There are valuable messages in this section of the book, however — and increased discussion about flexibility in the workplace and taking care of ourselves can only be a good thing. Research into well-being (such as how more sleep improves the performance of athletes, and how companies across America are improving their bottom line by investing in the well-being of their employees) is curated and written in an easy, accessible style. Prioritising family and lifestyle over work is no longer a cutting edge idea post the bust up of the American Dream; the question remains as to how to do this and still pursue traditional notions of success (having it all and doing it all, especially for women and more especially for moms) — especially for those who don’t work flexi-time from home.
Thrive‘s other sections feel a little bit like fillers. While Giving largely consists of anecdotes regaling the reader of times Arianna has been generous (with a handful of statistics proving that we are happier when we “give”). Wonder consists of anecdotes about times that Huffington has seen small signs of beauty lost on others around her (I kid; she discusses “Nature” and “Art” – with capital letters, of course – as well). Wisdom contains anecdotes about herslef that don’t quite fit into the other sections, and a few references to Greek mythology.

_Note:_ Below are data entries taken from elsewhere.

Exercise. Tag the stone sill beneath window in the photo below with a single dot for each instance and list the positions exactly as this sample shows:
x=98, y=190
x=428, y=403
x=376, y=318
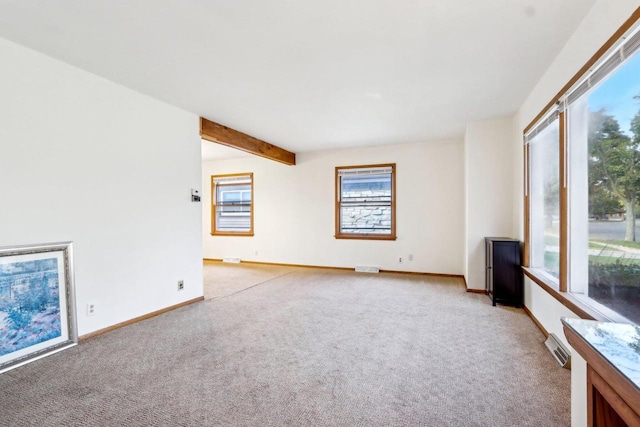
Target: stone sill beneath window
x=573, y=303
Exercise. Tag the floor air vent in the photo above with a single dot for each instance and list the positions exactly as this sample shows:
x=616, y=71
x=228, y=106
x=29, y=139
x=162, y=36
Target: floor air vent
x=367, y=269
x=559, y=351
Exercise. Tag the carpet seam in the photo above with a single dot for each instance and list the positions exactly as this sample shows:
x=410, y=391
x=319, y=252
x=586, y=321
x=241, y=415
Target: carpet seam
x=252, y=286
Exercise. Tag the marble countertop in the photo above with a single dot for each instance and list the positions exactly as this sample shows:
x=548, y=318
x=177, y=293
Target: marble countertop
x=619, y=343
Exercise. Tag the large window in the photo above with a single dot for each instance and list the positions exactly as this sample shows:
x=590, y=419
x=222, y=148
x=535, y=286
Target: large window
x=583, y=186
x=365, y=202
x=232, y=205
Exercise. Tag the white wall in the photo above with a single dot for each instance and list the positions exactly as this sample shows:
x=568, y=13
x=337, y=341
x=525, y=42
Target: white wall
x=488, y=182
x=601, y=22
x=294, y=210
x=86, y=160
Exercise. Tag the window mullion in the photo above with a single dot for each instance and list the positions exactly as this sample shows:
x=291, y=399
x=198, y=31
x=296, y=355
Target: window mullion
x=564, y=205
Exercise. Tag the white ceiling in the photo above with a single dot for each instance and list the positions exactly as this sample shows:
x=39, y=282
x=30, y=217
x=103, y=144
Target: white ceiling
x=311, y=75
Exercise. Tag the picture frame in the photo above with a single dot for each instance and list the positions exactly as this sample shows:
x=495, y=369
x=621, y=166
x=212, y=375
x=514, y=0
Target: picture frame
x=37, y=302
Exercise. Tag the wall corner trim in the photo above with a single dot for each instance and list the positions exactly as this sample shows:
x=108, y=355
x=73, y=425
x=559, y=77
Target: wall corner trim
x=137, y=319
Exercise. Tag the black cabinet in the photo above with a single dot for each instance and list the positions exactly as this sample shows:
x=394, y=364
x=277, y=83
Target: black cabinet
x=503, y=271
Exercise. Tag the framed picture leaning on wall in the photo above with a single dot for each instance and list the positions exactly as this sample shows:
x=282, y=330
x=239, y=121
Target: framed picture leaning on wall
x=37, y=302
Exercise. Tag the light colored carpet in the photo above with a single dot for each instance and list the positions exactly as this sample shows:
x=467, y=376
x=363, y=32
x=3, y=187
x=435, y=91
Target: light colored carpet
x=308, y=348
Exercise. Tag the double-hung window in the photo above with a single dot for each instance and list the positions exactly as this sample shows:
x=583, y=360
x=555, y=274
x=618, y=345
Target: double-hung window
x=232, y=205
x=365, y=202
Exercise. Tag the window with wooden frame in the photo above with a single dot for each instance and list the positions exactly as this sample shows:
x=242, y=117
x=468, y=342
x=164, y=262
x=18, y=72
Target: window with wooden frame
x=366, y=202
x=582, y=186
x=232, y=205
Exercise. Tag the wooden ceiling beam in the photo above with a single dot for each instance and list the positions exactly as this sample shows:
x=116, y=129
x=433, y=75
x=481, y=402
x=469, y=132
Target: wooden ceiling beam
x=215, y=132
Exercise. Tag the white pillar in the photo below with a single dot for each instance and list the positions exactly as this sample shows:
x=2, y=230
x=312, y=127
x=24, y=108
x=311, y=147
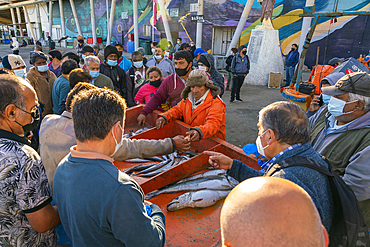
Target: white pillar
x=19, y=20
x=51, y=19
x=62, y=22
x=111, y=20
x=306, y=24
x=93, y=26
x=199, y=25
x=136, y=25
x=38, y=18
x=239, y=28
x=75, y=16
x=14, y=22
x=165, y=22
x=29, y=23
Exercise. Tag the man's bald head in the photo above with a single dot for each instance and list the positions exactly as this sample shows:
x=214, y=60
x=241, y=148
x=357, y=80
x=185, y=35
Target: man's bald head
x=270, y=211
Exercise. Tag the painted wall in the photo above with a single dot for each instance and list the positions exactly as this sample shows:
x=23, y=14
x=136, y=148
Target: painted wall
x=346, y=37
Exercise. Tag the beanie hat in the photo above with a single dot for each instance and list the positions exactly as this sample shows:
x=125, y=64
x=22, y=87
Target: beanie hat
x=36, y=56
x=13, y=62
x=87, y=48
x=110, y=49
x=199, y=78
x=202, y=59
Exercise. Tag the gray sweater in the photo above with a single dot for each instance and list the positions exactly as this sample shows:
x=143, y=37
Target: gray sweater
x=312, y=181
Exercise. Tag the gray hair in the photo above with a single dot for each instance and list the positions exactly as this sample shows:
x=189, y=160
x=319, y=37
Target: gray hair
x=288, y=120
x=91, y=59
x=95, y=112
x=354, y=97
x=11, y=88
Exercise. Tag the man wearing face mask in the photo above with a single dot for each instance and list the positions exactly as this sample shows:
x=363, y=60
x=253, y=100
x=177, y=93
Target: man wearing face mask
x=42, y=80
x=284, y=132
x=108, y=208
x=329, y=80
x=16, y=64
x=80, y=45
x=135, y=77
x=27, y=216
x=240, y=68
x=111, y=69
x=341, y=133
x=161, y=62
x=206, y=62
x=171, y=88
x=92, y=66
x=123, y=62
x=291, y=61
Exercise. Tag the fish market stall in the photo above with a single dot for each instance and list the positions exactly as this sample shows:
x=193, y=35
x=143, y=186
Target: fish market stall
x=192, y=217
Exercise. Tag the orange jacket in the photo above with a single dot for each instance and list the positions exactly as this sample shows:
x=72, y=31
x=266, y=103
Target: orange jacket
x=208, y=118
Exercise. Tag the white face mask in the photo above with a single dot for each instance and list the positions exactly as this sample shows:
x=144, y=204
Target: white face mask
x=118, y=145
x=260, y=148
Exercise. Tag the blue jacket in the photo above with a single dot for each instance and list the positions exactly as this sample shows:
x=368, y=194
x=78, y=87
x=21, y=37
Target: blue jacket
x=312, y=181
x=240, y=65
x=292, y=59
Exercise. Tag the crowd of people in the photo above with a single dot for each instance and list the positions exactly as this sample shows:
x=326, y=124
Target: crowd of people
x=62, y=126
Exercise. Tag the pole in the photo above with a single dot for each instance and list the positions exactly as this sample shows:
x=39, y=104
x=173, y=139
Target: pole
x=13, y=20
x=75, y=16
x=38, y=18
x=239, y=28
x=19, y=20
x=136, y=25
x=199, y=25
x=62, y=22
x=93, y=25
x=51, y=19
x=165, y=22
x=108, y=30
x=306, y=23
x=28, y=22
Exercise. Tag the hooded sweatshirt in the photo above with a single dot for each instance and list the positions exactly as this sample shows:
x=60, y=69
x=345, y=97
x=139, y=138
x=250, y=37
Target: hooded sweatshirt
x=216, y=77
x=15, y=44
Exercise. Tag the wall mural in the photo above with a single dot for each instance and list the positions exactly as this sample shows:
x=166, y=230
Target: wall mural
x=347, y=33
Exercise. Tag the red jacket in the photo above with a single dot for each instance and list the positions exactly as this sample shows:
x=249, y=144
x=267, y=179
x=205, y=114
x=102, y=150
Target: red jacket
x=208, y=118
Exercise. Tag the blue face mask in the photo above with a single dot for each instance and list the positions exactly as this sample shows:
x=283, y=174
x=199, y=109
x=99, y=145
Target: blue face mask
x=42, y=68
x=20, y=72
x=94, y=74
x=336, y=106
x=138, y=65
x=326, y=98
x=112, y=62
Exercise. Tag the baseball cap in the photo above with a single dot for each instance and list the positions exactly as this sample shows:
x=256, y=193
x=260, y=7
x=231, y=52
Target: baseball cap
x=357, y=83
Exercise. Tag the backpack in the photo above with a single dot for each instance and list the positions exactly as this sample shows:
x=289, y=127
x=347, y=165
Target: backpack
x=348, y=227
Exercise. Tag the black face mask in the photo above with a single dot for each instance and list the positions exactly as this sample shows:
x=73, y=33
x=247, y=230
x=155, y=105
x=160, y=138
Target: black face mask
x=31, y=126
x=156, y=83
x=182, y=72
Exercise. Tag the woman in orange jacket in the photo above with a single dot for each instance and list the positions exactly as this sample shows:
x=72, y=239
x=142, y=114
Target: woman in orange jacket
x=201, y=108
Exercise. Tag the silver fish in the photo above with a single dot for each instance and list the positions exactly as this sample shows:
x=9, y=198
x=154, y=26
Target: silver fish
x=208, y=174
x=221, y=183
x=197, y=199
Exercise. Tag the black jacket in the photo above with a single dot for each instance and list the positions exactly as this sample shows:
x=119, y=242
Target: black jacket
x=118, y=77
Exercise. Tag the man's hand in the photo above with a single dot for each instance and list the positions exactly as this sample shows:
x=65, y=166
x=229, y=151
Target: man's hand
x=181, y=144
x=160, y=122
x=314, y=106
x=218, y=160
x=141, y=119
x=194, y=135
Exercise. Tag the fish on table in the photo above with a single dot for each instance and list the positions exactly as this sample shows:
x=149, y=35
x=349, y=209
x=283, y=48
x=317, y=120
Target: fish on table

Among the many references to her mother, Huffington writes, “whenever I’d complain or was upset about something in my own life, my mother had the same advice: ‘Darling, just change the channel. You are in control of the clicker. Don’t replay the bad, scary movie.'” Her personal narrative and inclusion of the previously mentioned domestic anecdotes do manage to make her (and let’s be honest here: she is absolutely type-A, an achiever, a powerhouse of fame and fortune) somewhat relatable; “just” another woman trying to look after her family and mourn the loss of her mother while juggling work and, erm…, growing a massive media empire.